La réflexion juridique du constitutionnaliste est accomplie, mais l’auteur pressent qu’un « système de contrainte extérieur comme le droit n’y suffit pas » et qu’il faut aussi se tourner vers une « poly éthique de l’environnement » (p.71). C’est l’occasion pour Laurent Fonbaustier de revisiter les diverses conceptions qui s’expriment et s’affrontent. Ce faisant, l’auteur reprend, sans trop de nuances, une posture critique dont les cibles sont encore et toujours les démocraties libérales et le système économique capitaliste. L’anthropocentrisme d’abord, qui ne prend en compte que nos seuls besoins, mais qui connait des développements et des évolutions permettant de prêter attention aux populations fragilisées ou dominées. L’éthique individuelle impliquerait, cependant, que chacun puisse exercer sa liberté en étant capable de choisir en connaissance de cause. Or, selon l’auteur, « nos démocraties, qui se présentent comme libérales », ont « savamment entretenu l’ignorance des citoyens quant aux implications de leurs actes » (p.73). Pourtant, « les standards de vie individuels doivent changer radicalement », mais peut-on attendre quoi que ce soit des « systèmes propriétaristes et capitalistes (qui) ont adopté un subterfuge aussi connu qu’inopérant : le développement durable » (p.80), alors qu’il faudrait « s’extraire d’un système de pur marché et d’un néolibéralisme économique en mal de discernement » (p.81). Le regret est d’autant plus fort qu’une « redéfinition des besoins pourrait être réalisées au nom d’une transition équitable et juste et […] de valeurs qui sont revendiquées par ces mêmes démocraties, comme l’égalité, la solidarité et la dignité » (p.82). Aux antipodes de l’anthropocentrisme, « une approche écocentrique déplacera le regard, insistant sur la valeur intrinsèque de toute forme de vie » (p.86). Les facettes lumineuses de ces courants - notamment la culture anglo-saxonne de la communauté biotique et du « wilderness » – côtoient des faces plus sombres – les mouvances antispécistes ou la deep écology -, que l’auteur garde à distance, mais dont il refuse d’endosser la critique, relevant simplement qu’elles « sont parfois interprétées comme antihumanistes » (p.87). On attendait plus de clarté d’un auteur dont l’humanisme est sans aucun doute une valeur forte.
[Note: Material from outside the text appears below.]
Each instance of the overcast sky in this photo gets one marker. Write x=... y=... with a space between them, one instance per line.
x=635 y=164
Laurent Fonbaustier souhaiterait ne pas abandonner le lecteur sur une note sombre. Il évoque une très belle perspective : « faire monde autrement » (p.88) et, pour ce faire, s’appuie sur quelques signes encourageants : « des lois émergent » (mais n’émergent-elles pas depuis un demi-siècle ?) ; « les juridictions elles-mêmes se positionnent », et spécialement la CEDH qui « a ouvert une brèche audacieuse » dans l’arrêt Hamer contre Belgique, en décidant que « les impératifs économiques et même certains droits fondamentaux comme le droit de propriété ne devraient pas se voir accorder la primauté face à des considérations relatives à la protection de l’environnement » (p.90). Le Conseil constitutionnel français, qui a pourtant rendu une décision audacieuse sur la liberté d’entreprendre (D. n° 2019-823, Union des industries de la protection des plantes) n’est en revanche pas mentionné. Mais ces frémissements sont, en tout état de cause, insuffisants et fragiles et l’on « pressent vaguement qu’en refusant de changer notre organisation nous allons dans le mur » (p.92). « Le droit devra donc interdire et punir » car « le XXIème siècle sera écologique ou nous ne serons plus ». Cette mutation nécessaire ne sera cependant possible que par la culture et l’éducation. « La culture serait fort utile pour choisir la révolution plutôt que la résignation et préférer la réconciliation à la barbarie » (p.96). Le lecteur n’est pas totalement rasséréné par cette conclusion, car rien dans le propos de l’auteur ne laisse penser qu’il croit à la sagesse des hommes.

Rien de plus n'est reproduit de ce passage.